Imagine that you are living on $1,000 a month, while working an unstable job.
Do you purchase groceries or pay the electric bill? Do you allow your child to participate in extracurricular activities or make them stay home and sit out because you cannot afford the fees? Do you take a day off to take care of your sick child and risk your job or do you go to work and leave them home alone?
Such difficult scenarios are something students at the University of Pittsburgh at Bradford will face today –– in observance of National Hunger and Homelessness Awareness Week. The SPENT simulation, sponsored by the Psychology Club, is slated to take place from 11:30 a.m. to 1:30 p.m. today in the Frame-Westerberg Commons.
“We, as a club, find it to be important to bring awareness to the seriousness of poverty and its effects on physical, emotional, and mental health,” Psychology Club President Katie Huggler told The Era on Wednesday. “By sponsoring this activity, it gives us a chance to bring awareness to the issue of poverty. It’s important for students and others to participate in because it most often hits participants with a reality check of, ‘Wow, this could be me,’ or it might make them think of someone they know or knew and really makes them rethink how lucky they are to have what they have at this moment.”
The online activity also provides a chance for individuals to reflect and plan, she said.
“Experiencing the simulation makes you see that living through poverty, especially successfully, is not easy at all,” Huggler said. “We hope this makes students work harder in school to get better grades in order to get a better job to support their future, that students are more generous when it comes to donations to people in need, and that students are more understanding of how serious poverty can be and how many people it can affect.”

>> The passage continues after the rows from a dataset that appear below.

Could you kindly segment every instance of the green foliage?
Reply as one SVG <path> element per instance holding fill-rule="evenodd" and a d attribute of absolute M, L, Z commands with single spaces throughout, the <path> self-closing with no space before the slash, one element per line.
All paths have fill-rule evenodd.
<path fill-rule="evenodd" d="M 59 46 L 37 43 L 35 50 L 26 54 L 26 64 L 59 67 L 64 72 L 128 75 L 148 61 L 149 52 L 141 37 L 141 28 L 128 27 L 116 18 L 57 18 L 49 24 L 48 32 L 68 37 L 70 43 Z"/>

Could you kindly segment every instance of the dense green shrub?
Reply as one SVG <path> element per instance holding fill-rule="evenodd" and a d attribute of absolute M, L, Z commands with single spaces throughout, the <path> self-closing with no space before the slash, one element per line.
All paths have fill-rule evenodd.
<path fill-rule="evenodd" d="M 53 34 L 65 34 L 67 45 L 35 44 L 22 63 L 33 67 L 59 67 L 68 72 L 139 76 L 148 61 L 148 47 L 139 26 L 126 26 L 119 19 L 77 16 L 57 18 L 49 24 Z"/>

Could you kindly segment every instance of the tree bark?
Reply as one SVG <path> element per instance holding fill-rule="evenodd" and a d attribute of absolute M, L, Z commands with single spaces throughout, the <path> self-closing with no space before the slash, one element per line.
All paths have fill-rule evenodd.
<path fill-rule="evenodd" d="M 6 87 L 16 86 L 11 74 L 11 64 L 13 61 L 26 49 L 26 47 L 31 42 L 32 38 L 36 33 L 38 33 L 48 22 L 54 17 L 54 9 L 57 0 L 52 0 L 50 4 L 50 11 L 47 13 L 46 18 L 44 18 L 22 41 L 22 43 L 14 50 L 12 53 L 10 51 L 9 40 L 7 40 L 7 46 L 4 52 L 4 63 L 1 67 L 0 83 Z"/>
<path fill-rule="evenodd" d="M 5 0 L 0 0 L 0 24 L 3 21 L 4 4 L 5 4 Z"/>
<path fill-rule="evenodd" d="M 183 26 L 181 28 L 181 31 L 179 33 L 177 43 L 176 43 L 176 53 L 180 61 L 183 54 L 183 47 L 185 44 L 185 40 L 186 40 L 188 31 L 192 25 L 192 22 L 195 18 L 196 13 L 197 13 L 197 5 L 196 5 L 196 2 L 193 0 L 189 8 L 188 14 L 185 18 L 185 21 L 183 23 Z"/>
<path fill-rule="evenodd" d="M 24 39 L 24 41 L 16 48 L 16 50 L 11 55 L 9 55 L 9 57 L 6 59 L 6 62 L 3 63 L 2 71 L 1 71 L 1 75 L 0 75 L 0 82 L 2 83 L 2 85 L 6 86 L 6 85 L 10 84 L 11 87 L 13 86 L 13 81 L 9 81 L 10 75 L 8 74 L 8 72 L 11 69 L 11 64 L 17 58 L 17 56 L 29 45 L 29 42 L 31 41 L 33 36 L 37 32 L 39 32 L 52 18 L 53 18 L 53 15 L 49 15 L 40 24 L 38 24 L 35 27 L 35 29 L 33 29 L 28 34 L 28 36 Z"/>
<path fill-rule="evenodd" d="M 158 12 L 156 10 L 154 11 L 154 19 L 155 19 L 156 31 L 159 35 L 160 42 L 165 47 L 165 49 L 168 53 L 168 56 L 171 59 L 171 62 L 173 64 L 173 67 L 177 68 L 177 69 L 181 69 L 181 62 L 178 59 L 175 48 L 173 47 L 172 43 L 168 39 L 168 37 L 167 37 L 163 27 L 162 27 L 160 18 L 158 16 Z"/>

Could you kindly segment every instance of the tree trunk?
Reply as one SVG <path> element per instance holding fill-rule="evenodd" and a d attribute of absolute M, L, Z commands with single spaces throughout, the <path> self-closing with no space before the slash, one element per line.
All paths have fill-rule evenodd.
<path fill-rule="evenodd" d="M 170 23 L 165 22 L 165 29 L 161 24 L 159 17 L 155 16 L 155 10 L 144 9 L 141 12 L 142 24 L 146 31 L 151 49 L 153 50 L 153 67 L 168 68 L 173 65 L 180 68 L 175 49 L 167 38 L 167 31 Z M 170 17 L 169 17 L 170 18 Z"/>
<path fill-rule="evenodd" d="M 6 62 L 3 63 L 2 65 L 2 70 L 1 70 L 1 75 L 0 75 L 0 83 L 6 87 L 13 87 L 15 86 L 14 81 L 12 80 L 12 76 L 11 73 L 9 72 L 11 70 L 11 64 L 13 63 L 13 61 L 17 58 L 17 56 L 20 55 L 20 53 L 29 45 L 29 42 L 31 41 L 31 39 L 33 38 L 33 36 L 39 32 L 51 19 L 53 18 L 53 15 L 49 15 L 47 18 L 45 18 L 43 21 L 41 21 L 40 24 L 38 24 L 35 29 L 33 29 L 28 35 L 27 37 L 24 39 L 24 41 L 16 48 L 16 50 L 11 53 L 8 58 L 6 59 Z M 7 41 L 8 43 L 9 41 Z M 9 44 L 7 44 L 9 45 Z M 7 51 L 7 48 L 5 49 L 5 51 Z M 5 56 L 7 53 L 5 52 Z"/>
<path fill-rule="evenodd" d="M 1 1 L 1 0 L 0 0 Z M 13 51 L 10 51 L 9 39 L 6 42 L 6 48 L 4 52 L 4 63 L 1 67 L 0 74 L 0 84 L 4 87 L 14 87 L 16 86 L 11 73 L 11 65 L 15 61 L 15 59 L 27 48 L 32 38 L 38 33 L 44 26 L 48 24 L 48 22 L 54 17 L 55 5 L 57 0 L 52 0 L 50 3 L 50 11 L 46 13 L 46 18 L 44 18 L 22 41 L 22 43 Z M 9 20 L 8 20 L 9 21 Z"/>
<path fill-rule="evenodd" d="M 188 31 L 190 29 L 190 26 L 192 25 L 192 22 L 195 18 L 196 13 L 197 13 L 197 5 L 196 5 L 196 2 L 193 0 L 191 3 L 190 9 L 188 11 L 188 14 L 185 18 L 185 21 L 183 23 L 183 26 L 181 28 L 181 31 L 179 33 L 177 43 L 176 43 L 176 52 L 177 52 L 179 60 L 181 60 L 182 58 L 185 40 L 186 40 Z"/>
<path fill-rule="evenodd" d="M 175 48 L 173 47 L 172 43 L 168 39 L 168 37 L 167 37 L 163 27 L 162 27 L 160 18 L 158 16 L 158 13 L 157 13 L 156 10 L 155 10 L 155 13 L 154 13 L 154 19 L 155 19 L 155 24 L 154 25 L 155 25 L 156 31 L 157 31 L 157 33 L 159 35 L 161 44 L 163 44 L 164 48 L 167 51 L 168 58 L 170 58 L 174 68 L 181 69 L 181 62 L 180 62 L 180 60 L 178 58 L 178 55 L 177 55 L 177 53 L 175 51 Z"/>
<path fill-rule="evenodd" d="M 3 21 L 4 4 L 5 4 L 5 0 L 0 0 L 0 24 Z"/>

She said the SPENT simulation takes individuals through various scenarios and questions, depending on the participant’s choice. No matter what the person chooses, the participant is placed under a financial burden, Huggler said.
“The ones who do make it through the month make it with barely and money left and bills piled up,” she said. “The simulation is really good about distributing eye-opening facts and statistics throughout the simulation. Overall, we do this simulation every year to raise awareness to how serious poverty is and how many people it affects.”
Also at Pitt-Bradford, a Poverty Dinner is slated tonight at the Commons building. The event is only open to the campus community.
At the event, participants sit at a table, not knowing what kind of covered meal is in front of them, said Akiré Hoots, president of the African American Student Union. Two options are available: Soup and salad and a full-course meal. She indicated that it is interesting to see the reactions that people have; will individuals share their food or keep it for themselves, she questioned.
The event will also include a speaker from the YWCA Bradford.
A Night Without a Home begins at 9 p.m. Friday at the volleyball court at Kessel Athletic Complex.
Despite the frozen feet and the frozen hands, the event brings people together, Hoots indicated. The community is invited to this event, she said.
Both of those events –– the dinner and A Night Without a Home –– are sponsored by the African-American Student Union.
Also, socks are being collected for the YWCA; organizers are hoping to donate 50 pairs to the agency, Hoots said.